Posted in General, Creative, Web Software, R & D by Mike on the March 6th, 2007

If you’re familiar with the concept of kaizen at all, it’s probably in the context of manufacturing or other assembly-line practices, not in the context of creative work.  Kaizen is a Japanese term that, roughly translates to “continuous improvement.” However, there is a lot more implied by it than the standard Western idea of continuous improvement. There is an element of “respect for people” implied in the idea of kaizen, and three guiding principles must be in place for true kaizen: focus on results and process; big-picture, systemic thinking; and a non-judgmental, non-blaming attitude (blame-laying being considered a waste of time and energy).
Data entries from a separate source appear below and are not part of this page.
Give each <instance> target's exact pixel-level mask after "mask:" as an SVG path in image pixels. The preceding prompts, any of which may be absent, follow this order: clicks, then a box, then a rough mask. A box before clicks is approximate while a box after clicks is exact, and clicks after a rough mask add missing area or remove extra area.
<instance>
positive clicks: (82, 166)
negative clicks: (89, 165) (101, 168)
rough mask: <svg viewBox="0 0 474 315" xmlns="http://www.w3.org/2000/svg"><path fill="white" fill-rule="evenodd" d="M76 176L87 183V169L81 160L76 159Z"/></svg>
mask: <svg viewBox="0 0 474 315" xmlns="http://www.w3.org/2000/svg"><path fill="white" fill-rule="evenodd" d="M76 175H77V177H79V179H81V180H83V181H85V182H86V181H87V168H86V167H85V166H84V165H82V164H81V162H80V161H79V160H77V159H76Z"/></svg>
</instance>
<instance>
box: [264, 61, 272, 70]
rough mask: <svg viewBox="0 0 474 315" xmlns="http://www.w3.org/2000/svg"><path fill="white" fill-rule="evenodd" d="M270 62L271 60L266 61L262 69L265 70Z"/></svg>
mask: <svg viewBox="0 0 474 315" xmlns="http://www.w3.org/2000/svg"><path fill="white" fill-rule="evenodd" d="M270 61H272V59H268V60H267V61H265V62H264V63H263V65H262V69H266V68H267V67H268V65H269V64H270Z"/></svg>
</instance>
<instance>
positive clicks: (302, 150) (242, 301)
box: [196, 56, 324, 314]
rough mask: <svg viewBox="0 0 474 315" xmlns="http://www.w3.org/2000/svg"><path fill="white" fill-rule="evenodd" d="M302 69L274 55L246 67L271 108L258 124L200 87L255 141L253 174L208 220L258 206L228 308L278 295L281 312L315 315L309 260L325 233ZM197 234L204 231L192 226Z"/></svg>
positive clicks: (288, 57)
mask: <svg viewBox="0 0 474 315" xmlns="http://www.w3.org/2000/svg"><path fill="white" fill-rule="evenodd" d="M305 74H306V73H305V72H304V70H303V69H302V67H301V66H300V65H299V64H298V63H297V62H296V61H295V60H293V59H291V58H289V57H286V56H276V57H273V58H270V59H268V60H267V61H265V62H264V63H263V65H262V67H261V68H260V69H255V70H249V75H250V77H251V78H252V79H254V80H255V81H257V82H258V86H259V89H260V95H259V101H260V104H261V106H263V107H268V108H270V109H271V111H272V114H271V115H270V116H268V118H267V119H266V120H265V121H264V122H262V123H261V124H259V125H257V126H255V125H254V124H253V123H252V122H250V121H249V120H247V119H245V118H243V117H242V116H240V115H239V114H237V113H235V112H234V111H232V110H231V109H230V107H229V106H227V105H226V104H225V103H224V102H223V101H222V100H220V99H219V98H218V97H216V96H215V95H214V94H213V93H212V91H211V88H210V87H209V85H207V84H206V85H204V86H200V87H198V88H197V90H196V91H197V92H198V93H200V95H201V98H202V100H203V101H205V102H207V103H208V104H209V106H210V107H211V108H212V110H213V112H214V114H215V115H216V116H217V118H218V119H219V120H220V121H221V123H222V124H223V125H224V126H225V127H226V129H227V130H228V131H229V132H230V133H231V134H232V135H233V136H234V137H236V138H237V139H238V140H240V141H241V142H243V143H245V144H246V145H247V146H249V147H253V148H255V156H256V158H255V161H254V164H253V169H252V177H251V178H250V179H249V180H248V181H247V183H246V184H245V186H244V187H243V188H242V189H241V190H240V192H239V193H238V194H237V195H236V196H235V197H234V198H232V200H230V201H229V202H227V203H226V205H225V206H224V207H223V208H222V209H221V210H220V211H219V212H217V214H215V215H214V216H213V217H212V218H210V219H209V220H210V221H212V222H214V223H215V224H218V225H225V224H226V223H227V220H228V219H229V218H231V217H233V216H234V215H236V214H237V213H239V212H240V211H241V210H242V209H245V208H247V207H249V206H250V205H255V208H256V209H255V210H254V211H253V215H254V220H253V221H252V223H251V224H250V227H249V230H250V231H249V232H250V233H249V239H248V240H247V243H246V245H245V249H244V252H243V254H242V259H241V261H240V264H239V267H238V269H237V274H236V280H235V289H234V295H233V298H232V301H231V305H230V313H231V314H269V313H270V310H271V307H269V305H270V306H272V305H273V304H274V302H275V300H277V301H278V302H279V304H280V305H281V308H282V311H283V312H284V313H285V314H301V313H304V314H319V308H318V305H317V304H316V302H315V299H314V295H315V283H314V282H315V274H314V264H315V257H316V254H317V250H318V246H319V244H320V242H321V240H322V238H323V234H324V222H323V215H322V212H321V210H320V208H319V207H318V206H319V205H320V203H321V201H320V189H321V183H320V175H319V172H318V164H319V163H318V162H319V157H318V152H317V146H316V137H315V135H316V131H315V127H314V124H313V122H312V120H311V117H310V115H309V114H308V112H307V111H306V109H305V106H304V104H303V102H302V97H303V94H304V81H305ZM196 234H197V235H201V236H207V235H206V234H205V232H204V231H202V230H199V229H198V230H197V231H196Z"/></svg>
As an interactive agency, we’re in a radically new industry that blends the creative with the technological. From a project management standpoint, a kaizen attitude is a great fit for process improvement, because it works well with both the very human creative elements and the very practical process and delivery elements. With each new project, we experiment, learn new and better processes, and we implement them and carry them forward into the next project. We also learn from things that didn’t work well, and eliminate those elements from the process as we go.  I’m not saying that we are formally instituting kaizen here at LeapFrog; just that the improvement process here feels, to me at least, very much like kaizen.
Often in business, instead of making small, incremental changes, you determine that you’re going to “do it right.” “Doing it right” means taking time, making preparations, setting the stage, and totally implementing a complete, fully-formed new way of doing things.

But there are a lot of problems with this approach. First, it fails to take into account the shifting, continuously moving nature of work. By insisting on completely defining both the problem and solution in detail first, a person or organization can effectively postpone making any changes …pretty much forever. Second, it fails to take into account the complex nature of change and how even a small change can have difficult-to-predict outcomes that then need to be dealt with. By trying to implement massive, all-at-once, “programs” of change, an organization is effectively tacking learning the new way, maintaining the new way (building new habits and breaking old ones), troubleshooting the new way (dealing with the inevitable “oops, didn’t think about that” items), and improving the new way simultaneously. In short, it’s a great way to set yourself up for failure.

As LeapFrog moves forward and continues to grow, we’ll need to keep improving to continue to exceed client expectations. That means improving one task at at time, one project at a time, continuously, with respect for the creative people who are part of our team and with an eye on the big picture.